It is wise for retirees to ask a financial advisor when they try to make retirement plans. A financial advisor is able to offer guidance and recommendations so as to save them from potential difficulties. To make the best use of a financial advisor, retirees need to know how to ask the right questions. The following five questions can give them a hint about what they should ask.
- What services do you provide to your clients?
A responsible financial advisor should help their clients figure out how much they need before they retire, develop an investment strategy regarding their risk tolerance and term, manage their expenses, and maximize their tax benefits. If retirees find out their financial advisor cannot offer the services above, it is time for them to keep searching.

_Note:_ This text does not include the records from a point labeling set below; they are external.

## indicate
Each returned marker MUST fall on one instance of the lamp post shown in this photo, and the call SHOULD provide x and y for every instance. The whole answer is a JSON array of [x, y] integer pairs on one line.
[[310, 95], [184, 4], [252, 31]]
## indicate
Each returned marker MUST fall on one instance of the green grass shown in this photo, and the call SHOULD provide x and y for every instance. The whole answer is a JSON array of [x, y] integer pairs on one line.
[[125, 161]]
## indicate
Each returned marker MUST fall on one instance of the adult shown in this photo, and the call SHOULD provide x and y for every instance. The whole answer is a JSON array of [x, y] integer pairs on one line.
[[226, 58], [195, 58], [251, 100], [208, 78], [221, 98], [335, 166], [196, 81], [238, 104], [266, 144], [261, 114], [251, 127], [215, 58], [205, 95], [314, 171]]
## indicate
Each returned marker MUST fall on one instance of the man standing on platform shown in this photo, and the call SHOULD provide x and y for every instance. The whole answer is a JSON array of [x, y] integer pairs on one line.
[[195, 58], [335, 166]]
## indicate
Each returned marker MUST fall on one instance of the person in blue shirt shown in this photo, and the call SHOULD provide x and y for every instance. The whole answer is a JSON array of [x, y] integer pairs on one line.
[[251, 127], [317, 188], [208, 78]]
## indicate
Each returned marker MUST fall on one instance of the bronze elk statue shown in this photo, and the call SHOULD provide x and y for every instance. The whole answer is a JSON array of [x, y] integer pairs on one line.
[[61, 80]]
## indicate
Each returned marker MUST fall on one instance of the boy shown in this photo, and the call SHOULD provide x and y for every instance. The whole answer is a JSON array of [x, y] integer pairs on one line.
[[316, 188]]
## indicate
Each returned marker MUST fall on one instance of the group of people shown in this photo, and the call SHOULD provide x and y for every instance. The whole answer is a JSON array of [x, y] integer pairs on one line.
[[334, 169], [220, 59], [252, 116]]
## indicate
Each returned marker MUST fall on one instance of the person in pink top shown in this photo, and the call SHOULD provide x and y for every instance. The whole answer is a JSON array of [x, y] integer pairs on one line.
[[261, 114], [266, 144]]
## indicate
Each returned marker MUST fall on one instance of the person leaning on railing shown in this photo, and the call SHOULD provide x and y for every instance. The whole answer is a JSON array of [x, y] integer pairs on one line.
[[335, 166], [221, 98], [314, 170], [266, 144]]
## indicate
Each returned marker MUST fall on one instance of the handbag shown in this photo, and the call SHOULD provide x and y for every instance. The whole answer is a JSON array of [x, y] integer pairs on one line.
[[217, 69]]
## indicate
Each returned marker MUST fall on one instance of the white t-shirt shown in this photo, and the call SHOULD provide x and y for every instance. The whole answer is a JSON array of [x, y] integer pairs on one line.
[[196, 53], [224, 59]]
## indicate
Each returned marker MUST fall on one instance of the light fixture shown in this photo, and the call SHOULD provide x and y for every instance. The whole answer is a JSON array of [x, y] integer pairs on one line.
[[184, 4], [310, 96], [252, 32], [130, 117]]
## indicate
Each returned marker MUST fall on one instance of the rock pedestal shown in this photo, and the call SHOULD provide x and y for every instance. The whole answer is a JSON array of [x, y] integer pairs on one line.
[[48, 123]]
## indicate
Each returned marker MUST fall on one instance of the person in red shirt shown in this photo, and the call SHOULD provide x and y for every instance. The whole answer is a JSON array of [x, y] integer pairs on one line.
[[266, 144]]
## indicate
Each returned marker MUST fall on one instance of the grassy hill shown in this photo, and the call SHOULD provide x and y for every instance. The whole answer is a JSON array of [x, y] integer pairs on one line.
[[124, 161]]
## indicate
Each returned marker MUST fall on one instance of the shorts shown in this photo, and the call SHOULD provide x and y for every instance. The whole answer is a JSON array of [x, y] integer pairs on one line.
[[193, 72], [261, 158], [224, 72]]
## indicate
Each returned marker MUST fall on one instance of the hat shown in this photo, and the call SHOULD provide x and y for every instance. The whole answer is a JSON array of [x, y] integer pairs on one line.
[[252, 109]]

- What are your qualifications?
Normally, a financial advisor needs to have high-level financial education and retirement planning experience. They should acquire the following qualifications: Certified Financial Planner (CFP), Chartered Financial Consultant (ChFC), Chartered Life Underwriter (CLU), and Retirement Income Certified Professional (RICP). Retirees also need to verify the answer of their financial advisor by checking Designation Check in order to find out whether what they said is true or not.
- Are you a fiduciary?
Some financial advisors gain profits from commission, which will push them to make some risky investments against the wills of retirees. However, if a financial advisor is a fiduciary, they ought to work for the best interests of the retirees.
- How should I pay you?
Retirees need to know how they pay their financial advisor in advance. Some of them are paid per hour; some of them are paid per year, and some of them are paid according to retirees’ assets and transaction. Retirees should always be alert to the one who get paid on commission since they are very likely to choose risky investment with higher fees.
- Is my money held by your company?
A financial advisor should never hold their clients’ money. Instead, the money is controlled by a reputable custodian which is a third party owned by their company. Famous custodians include Fidelity Institutional, LPL Financial, and Charles Schwab, and they will control retirees’ money, make transactions, make distributions, and produce monthly statements.